The crowd’s shouts turned to angry shrieks just before Lucy made it onto the scene. She found herself caught in some heterogenous jar of emotion, with horror and frustration and amazement all piled up but she didn’t know in which order. The dizziness wasn’t helping, either. All she could really do was waver in place and watch the mess unraveling in front of her.
Tip and Oh were wearing pots like army helmets and gathering water balloons like grenades. Except while Tip chucked hers outside, Oh stuffed all of his balloons into his mouth—then stuck his head out the window and chomped down. His nostricles unfurled, swelled almost to bursting, and released torrents of brownish liquid onto the people below.
“Hope you like beef broth!” Tip called over Oh’s shoulder. “But if you don’t, I know something that might!” She pulled a silver object from her pocket. It was a whistle, glinting and winking coyly as it caught the morning sun. She stuck her head out over the sidewalk and blew into it with all her might.
Lucy winced in anticipation of an ear-splitting whistle. But she didn’t hear anything—
Wait.
That’s because it was a dog whistle. The oncoming cacaphony of barks, yaps, and little-dog yips helped her piece that one together.

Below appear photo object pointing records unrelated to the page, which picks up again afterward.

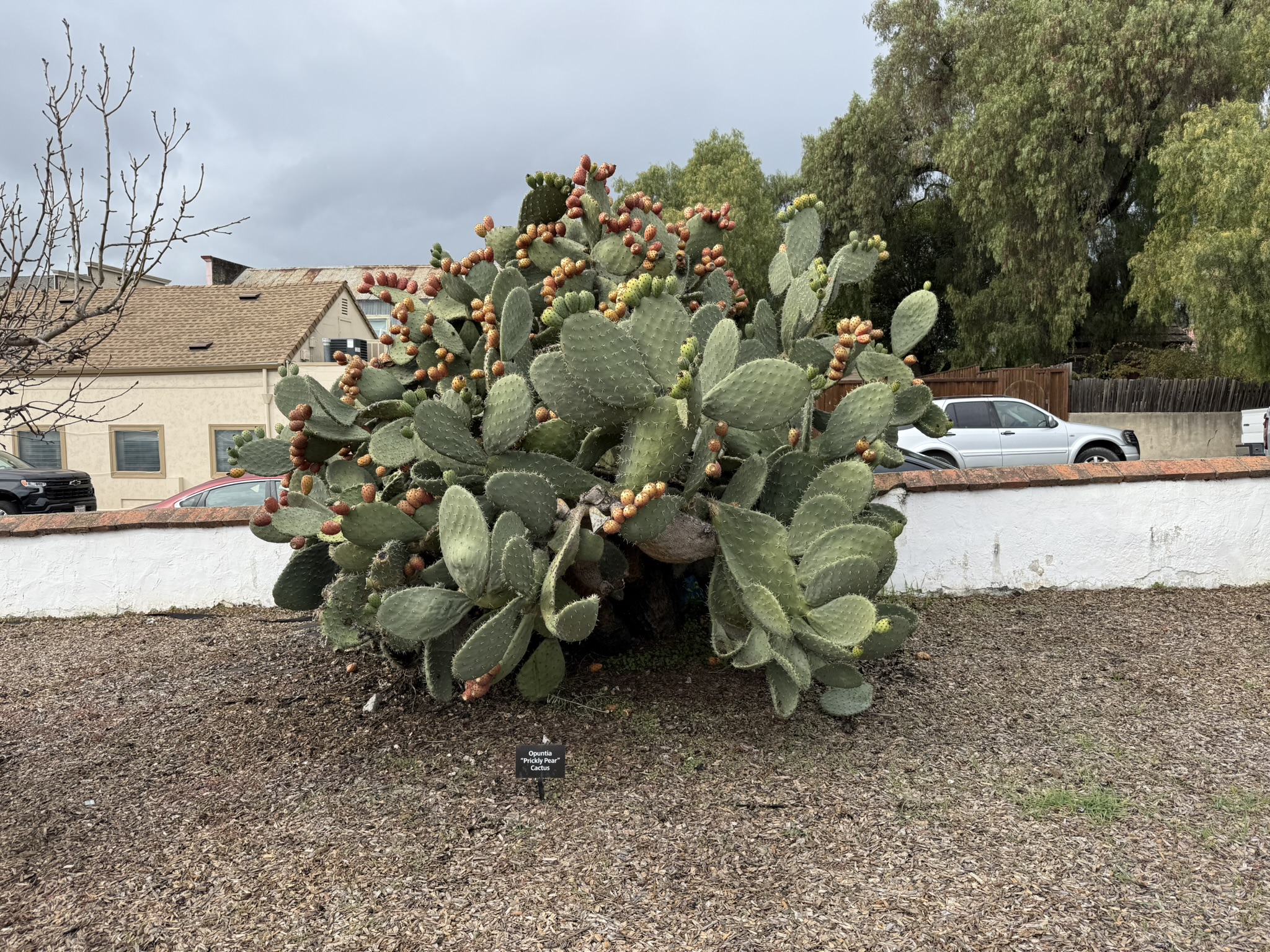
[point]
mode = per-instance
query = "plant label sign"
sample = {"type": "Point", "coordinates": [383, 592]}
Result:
{"type": "Point", "coordinates": [539, 762]}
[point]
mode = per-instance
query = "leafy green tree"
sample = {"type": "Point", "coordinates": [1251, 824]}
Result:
{"type": "Point", "coordinates": [1037, 118]}
{"type": "Point", "coordinates": [722, 169]}
{"type": "Point", "coordinates": [1209, 253]}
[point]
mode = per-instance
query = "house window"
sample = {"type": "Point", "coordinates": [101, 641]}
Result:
{"type": "Point", "coordinates": [223, 439]}
{"type": "Point", "coordinates": [136, 451]}
{"type": "Point", "coordinates": [350, 346]}
{"type": "Point", "coordinates": [45, 451]}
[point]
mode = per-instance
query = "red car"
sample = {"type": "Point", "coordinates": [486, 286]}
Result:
{"type": "Point", "coordinates": [226, 490]}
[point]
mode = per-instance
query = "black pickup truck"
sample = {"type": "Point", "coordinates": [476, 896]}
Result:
{"type": "Point", "coordinates": [27, 490]}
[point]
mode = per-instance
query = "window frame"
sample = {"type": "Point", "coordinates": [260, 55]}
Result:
{"type": "Point", "coordinates": [117, 474]}
{"type": "Point", "coordinates": [993, 420]}
{"type": "Point", "coordinates": [61, 439]}
{"type": "Point", "coordinates": [1046, 414]}
{"type": "Point", "coordinates": [272, 489]}
{"type": "Point", "coordinates": [211, 441]}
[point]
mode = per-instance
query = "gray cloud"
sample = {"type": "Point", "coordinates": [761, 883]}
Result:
{"type": "Point", "coordinates": [363, 133]}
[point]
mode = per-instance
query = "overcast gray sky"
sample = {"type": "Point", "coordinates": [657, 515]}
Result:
{"type": "Point", "coordinates": [362, 133]}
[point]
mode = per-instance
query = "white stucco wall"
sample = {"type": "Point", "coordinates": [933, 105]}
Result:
{"type": "Point", "coordinates": [136, 570]}
{"type": "Point", "coordinates": [1096, 536]}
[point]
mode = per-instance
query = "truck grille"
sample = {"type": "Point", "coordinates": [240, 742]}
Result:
{"type": "Point", "coordinates": [64, 491]}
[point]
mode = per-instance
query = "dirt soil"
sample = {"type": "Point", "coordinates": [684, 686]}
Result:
{"type": "Point", "coordinates": [1068, 771]}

The kind of tidal wave that confronted the beach-goers was not the sort they could’ve surfed out of. Many a rubber flip flop was abandoned in their desperate flee to their hatchbacks. Needless to say, nobody in the crowd left that protest liking Boov any better—but a few of them would despise snarly toy poodles and slobbery great danes even more. Was that a win for the Tucci family?
No, it definitely wasn’t.
The evening’s news reports would prove that much.
* * *
“But Boov cansnot mind-control dogs to do their evil bidding and attack on humans!”
The handsome news anchor on tv was doing everything to prove that they could. Lucy had gone to bed half an hour ago and they’d immediately switched a cheesy romcom to the local news.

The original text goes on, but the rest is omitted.